Al salir de la Embajada Anthony dio un hondo suspiro: todos sus problemas se habían resuelto en un momento. Había podido ocultar el motivo de su viaje sin faltar a su palabra, puesto que en sentido estricto no había participado en ninguna transacción, y como ya disponía de documentación y dinero, podía regresar a Inglaterra sin necesidad de percibir el estipendio que tan noblemente le había ofrecido el duque. Abandonar Madrid sin volver a ver a la acogedora familia de aquél le producía tristeza, pero aún era mayor su alivio. Con el pensamiento bendijo la honradez ejemplar de aquel humilde representante del pueblo español cuyo nombre ya había olvidado, el cual, pudiendo obtener sin riesgo alguno una ganancia, había preferido devolverlo todo, había tenido ingenio suficiente para ocurrírsele ir a la Embajada y se había tomado la molestia de llevar personalmente los objetos sin esperar ninguna recompensa.

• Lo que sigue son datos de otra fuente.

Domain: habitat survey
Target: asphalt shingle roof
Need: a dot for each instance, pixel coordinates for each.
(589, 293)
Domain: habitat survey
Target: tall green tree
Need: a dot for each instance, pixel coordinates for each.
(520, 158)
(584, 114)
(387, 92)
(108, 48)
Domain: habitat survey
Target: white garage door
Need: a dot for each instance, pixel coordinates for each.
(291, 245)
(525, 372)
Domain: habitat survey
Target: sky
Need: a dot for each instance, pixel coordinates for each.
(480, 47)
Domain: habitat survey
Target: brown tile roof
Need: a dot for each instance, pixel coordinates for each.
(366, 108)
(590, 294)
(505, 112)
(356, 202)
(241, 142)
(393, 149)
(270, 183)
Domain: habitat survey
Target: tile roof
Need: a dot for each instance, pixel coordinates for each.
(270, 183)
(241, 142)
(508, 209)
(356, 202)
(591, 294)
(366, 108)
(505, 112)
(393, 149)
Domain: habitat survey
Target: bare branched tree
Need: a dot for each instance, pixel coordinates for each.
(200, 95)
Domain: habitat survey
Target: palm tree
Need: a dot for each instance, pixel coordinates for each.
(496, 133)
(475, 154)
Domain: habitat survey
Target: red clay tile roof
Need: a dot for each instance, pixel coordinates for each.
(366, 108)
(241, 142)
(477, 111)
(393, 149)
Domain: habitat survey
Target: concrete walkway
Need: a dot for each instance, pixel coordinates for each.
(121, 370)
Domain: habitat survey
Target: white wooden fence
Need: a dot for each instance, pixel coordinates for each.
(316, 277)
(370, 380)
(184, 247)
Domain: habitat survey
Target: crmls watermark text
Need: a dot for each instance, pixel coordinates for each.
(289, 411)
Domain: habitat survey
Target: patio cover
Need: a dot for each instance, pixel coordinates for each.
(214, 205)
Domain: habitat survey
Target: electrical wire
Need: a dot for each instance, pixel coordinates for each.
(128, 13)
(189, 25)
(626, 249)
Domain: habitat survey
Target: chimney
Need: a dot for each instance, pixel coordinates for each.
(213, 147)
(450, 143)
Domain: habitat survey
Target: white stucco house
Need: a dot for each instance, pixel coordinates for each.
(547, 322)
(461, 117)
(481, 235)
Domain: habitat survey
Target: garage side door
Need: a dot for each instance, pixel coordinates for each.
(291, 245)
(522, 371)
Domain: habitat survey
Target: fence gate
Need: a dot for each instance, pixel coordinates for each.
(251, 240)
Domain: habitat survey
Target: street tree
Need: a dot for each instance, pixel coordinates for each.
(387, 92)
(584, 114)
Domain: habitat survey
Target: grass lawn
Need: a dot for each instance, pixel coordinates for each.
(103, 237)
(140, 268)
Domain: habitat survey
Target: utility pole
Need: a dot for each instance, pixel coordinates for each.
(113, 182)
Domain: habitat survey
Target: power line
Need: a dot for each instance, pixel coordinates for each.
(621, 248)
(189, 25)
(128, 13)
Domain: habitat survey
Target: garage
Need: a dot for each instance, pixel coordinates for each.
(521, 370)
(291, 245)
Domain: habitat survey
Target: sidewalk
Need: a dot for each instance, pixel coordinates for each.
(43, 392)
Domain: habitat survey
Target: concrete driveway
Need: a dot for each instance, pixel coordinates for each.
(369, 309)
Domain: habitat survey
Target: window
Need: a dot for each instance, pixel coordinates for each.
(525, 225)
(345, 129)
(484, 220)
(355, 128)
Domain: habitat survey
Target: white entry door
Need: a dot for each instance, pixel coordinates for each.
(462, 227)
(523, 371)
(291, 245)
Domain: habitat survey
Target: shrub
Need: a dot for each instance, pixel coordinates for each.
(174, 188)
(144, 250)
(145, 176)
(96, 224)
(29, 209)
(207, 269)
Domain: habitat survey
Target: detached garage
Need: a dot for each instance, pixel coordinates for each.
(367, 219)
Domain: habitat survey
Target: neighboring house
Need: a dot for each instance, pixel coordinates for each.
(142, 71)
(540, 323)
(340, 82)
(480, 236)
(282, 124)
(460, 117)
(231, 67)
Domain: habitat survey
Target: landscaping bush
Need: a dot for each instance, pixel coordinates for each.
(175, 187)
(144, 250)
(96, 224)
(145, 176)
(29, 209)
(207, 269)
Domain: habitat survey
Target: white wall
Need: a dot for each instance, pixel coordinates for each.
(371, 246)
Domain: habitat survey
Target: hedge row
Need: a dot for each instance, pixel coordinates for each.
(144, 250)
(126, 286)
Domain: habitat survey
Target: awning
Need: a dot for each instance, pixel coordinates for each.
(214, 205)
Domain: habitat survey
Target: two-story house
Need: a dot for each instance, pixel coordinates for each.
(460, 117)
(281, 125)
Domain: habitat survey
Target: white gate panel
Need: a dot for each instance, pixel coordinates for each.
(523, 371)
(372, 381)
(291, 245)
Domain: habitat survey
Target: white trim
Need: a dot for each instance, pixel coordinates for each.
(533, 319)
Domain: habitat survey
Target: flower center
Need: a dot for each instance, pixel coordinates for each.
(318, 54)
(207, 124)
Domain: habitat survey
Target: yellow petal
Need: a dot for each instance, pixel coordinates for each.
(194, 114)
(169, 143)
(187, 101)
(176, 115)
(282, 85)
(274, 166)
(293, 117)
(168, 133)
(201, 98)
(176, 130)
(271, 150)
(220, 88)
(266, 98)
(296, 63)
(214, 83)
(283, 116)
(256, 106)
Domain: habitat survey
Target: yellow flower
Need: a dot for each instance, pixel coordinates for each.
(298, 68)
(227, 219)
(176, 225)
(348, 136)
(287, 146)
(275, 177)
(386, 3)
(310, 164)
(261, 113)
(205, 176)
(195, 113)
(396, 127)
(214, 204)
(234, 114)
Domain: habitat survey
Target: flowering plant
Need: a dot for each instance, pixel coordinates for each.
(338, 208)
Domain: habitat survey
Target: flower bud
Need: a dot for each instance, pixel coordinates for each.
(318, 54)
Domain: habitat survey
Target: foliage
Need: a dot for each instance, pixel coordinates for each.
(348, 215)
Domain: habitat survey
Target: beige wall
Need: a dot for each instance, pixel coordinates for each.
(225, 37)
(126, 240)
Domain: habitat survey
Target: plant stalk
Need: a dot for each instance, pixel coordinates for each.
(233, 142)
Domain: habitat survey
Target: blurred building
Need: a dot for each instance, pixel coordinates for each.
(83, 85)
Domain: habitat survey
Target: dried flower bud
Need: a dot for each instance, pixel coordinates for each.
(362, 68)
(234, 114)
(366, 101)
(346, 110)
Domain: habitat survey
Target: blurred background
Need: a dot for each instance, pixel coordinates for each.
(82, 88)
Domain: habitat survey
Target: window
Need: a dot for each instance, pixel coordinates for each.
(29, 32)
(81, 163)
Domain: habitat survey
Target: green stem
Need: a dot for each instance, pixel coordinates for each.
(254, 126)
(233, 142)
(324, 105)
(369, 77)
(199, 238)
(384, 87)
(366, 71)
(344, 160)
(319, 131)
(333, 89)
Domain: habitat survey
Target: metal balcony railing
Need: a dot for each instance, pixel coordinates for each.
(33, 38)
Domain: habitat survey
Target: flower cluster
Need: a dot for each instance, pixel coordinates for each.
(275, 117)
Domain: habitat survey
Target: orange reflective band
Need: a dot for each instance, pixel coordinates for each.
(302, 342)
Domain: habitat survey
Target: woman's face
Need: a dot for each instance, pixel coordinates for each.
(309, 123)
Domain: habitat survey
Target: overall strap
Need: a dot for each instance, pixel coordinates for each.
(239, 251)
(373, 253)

El aire era frío; la gente se apresuraba por las calles con las manos en los bolsillos, la gorra calada y las solapas levantadas. En el horizonte se perfilaban las cumbres nevadas de la Sierra de Guadarrama. Eran las diez y media: tenía tiempo sobrado para regresar al hotel, hacer el equipaje, ir a la estación de Atocha y tomar el tren.
Al entrar en el hotel comunicó al recepcionista que dejaba la habitación. El recepcionista hizo la oportuna anotación en el libro registro. Luego le entregó la llave y un sobre.
– Lo han traído hace un rato.
El sobre estaba cerrado y no llevaba remitente ni destinatario.
– ¿Quién lo ha traído? ¿El mismo que vino ayer preguntando por mí?
– No. Éste era un tipo joven, chulapo, parecía gitano. No ha dicho su nombre ni nada de nada. Sólo que le diera a usted la carta en propia mano en cuanto le viera. Que era importante. Eso ha dicho.
– Está bien -dijo Anthony Whitelands metiéndose la carta en el bolsillo-. Voy a hacer el equipaje. Usted vaya preparando la cuenta. No tengo tiempo que perder.
Subió a la habitación, colocó la maleta sobre la cama y abrió la puerta del armario, dejando a la vista sus escasas pertenencias. Antes de empezar a trasladar el contenido del armario a la maleta, sacó el sobre del bolsillo, se acercó a la ventana, abrió el sobre y desplegó una hoja de papel escrita con letra grande, educada, femenina. El texto decía así:
Apreciado Anthony:
Sé que mi padre y usted tienen cita concertada esta mañana, pero el noble carácter que nuestro breve trato me ha permitido discernir en usted me hace temer que desista de acudir a ella. Por favor, no lo haga: es necesario de todo punto que volvamos a vernos. Necesario para mí y, si mi instinto y mi razón no me engañan, también para usted.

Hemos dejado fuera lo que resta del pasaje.